# Got our first wahoo to new area



## Wicked rods (Oct 4, 2014)

Took trip with size matters fishing. Left about 6am from Orange Beach Marina trolled many oil rigs what a sight and fishing was good too! Got that first wahoo and had several knock downs but only landed the one wahoo. Caught several vermillion snappers, porgy. I think I'm going too love this place.


----------



## panhandleslim (Jan 11, 2013)

Nice report. Welcome to the area.


----------



## Bravo87 (Jun 19, 2014)

Welcome! As for the wahoo, pics or it didn't happen!


----------



## Wicked rods (Oct 4, 2014)

Thanks fisherman. Yes I understand about the pics I'm having a little trouble trying to figure out how to post them. New to this website thanks again


----------



## lastcast (Oct 12, 2007)

Try this link.
http://www.pensacolafishingforum.com/f22/how-post-pictures-79289/


----------



## Wicked rods (Oct 4, 2014)

I think I got it thanks


----------



## Size Matters (Oct 19, 2014)

Appreciate all the help on the boat that day ! Maybe next trip that YFT will swim our way.

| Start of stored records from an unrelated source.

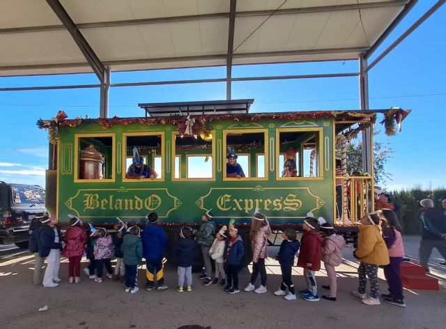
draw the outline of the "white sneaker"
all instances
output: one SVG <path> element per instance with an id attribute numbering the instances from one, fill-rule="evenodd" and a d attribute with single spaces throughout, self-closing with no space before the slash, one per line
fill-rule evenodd
<path id="1" fill-rule="evenodd" d="M 360 299 L 365 299 L 367 298 L 367 296 L 365 293 L 361 293 L 359 291 L 357 291 L 357 290 L 353 290 L 351 292 L 351 294 L 357 297 Z"/>
<path id="2" fill-rule="evenodd" d="M 286 296 L 286 291 L 284 290 L 279 289 L 277 291 L 275 291 L 274 294 L 275 296 Z"/>
<path id="3" fill-rule="evenodd" d="M 379 298 L 372 298 L 369 297 L 361 300 L 361 303 L 367 305 L 380 305 L 381 303 L 379 301 Z"/>
<path id="4" fill-rule="evenodd" d="M 254 291 L 254 292 L 256 293 L 265 293 L 266 291 L 268 291 L 268 290 L 266 290 L 266 287 L 262 286 L 261 284 L 259 286 L 259 288 Z"/>
<path id="5" fill-rule="evenodd" d="M 296 299 L 295 295 L 291 293 L 288 293 L 285 297 L 284 297 L 286 300 L 294 300 Z"/>
<path id="6" fill-rule="evenodd" d="M 245 291 L 252 291 L 255 289 L 256 289 L 256 287 L 254 286 L 254 284 L 252 284 L 251 282 L 249 282 L 249 284 L 247 286 L 246 286 L 246 288 L 245 288 L 243 290 Z"/>

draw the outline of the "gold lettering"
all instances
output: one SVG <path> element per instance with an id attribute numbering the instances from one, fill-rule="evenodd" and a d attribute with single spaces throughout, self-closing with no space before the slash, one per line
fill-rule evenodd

Cant complain about those wahoo steaks though !!


----------



## Wicked rods (Oct 4, 2014)

Anytime! Thanks! I can't wait for the up coming trips.


----------



## bcahn (Jan 10, 2013)

Welcome gents, that's a sweet ride!


----------



## Wicked rods (Oct 4, 2014)

Yes.The captain did a nice job on colors and the name. Thanks for comment.


----------



## cobe killer (Apr 13, 2008)

nice hoo! congrats on the first.


----------